Theorem: The sum of the measure of the exterior angles of a polygon with n sides is 360 degrees.

Proof 1:

Let $a_1, a_2, \cdots a_n$ be measures of the interior angles of a polygon with n sides. Let$b_1, b_2, \cdots b_n$ be measures of the exterior angles of the same polygon where all angle names with the same subscripts are adjacent angles from $a_1$ and$b_1$ all the way up through $a_n$ and $b_n$ .  We know that adjacent interior and exterior angles are supplementary angles, so this implies that their measures add up to 180 degrees. Hence,

(a1 + b1) + (a2 + b2) + … + (an + bn) = 180 + 180 + … +180 (n of them) = 180n

Regrouping the terms of the preceding equation, we have

(a1 + a2 + … + an) + (b1 + b2 + … + bn) = 180n

But the sum of the interior angles is a1 + a2 + … + an = 180(n – 2)

So,

180(n – 2) + (b1 + b2 + … + bn) = 180n

b1 + b2 + … + bn = 180n – 180(n – 2) = 360

Therefore, the sum of the exterior angles of any polygon is equal to 360 degrees.

Proof 2:

Let a1, a2, …, an be measures of the interior angles of the polygon with n sides. Since each adjacent interior and exterior angle is a linear pair, it follows that the measure of the exterior angles adjacent to them respectively are  180 – a1, 180 – a2, …, 180 – an.

If we let S, be the sum of the measure of the exterior angles, we have

S = (180 – a1) + (180 – a2) + (180 – a3) + … + (180 – an)

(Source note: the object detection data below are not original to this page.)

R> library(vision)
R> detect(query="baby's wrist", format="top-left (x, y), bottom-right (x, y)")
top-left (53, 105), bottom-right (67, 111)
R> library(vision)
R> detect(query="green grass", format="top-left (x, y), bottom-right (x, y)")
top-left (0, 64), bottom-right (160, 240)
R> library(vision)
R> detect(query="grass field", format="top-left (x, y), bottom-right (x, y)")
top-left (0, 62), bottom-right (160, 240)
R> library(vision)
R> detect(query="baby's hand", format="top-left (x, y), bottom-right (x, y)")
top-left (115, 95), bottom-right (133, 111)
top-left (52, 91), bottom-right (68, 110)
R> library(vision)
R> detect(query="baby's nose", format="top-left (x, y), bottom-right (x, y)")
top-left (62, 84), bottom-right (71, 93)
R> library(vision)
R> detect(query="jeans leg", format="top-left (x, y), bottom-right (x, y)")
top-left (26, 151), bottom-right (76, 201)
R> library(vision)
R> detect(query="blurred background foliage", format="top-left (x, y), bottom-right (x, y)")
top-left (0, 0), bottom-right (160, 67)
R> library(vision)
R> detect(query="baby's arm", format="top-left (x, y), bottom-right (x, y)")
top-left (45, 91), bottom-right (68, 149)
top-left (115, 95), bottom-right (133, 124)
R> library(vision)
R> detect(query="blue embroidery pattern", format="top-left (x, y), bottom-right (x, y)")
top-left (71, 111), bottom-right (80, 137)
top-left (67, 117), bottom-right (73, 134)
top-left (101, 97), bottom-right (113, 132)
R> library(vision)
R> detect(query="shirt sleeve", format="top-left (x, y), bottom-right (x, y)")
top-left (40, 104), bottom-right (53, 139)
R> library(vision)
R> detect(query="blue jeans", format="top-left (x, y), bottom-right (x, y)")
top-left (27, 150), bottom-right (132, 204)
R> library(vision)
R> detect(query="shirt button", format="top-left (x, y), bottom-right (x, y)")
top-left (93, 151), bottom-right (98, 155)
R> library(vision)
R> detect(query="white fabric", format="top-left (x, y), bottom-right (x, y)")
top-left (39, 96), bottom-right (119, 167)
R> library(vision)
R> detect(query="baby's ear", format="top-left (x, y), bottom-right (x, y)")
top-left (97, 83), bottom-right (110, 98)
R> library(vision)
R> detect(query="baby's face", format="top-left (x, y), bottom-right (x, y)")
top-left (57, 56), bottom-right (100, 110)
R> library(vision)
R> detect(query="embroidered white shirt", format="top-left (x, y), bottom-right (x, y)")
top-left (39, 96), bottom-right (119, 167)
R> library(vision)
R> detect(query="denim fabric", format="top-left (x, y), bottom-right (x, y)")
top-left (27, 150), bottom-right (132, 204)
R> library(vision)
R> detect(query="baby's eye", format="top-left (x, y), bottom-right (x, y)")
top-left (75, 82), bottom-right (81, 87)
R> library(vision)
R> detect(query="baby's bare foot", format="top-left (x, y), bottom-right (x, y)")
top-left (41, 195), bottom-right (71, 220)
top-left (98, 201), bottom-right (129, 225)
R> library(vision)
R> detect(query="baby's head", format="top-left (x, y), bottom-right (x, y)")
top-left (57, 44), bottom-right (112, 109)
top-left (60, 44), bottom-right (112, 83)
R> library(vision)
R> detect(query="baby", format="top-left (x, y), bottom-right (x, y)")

= (180 + 180 + 180 + … +180 (n of them)) – a – a2 – a3– … – an

S = 180n – (a1 + a2 + a3 + … + an)

But a1 + a2 + a3 + … + an is the sum of the measures of the interior angles of a polygon  with n sides which equals

180(n – 2), so, S = 180n – 180(n – 2) = 360, which is want we want to show.

Therefore, the sum of the exterior angles of any polygon is equal to 360 degrees.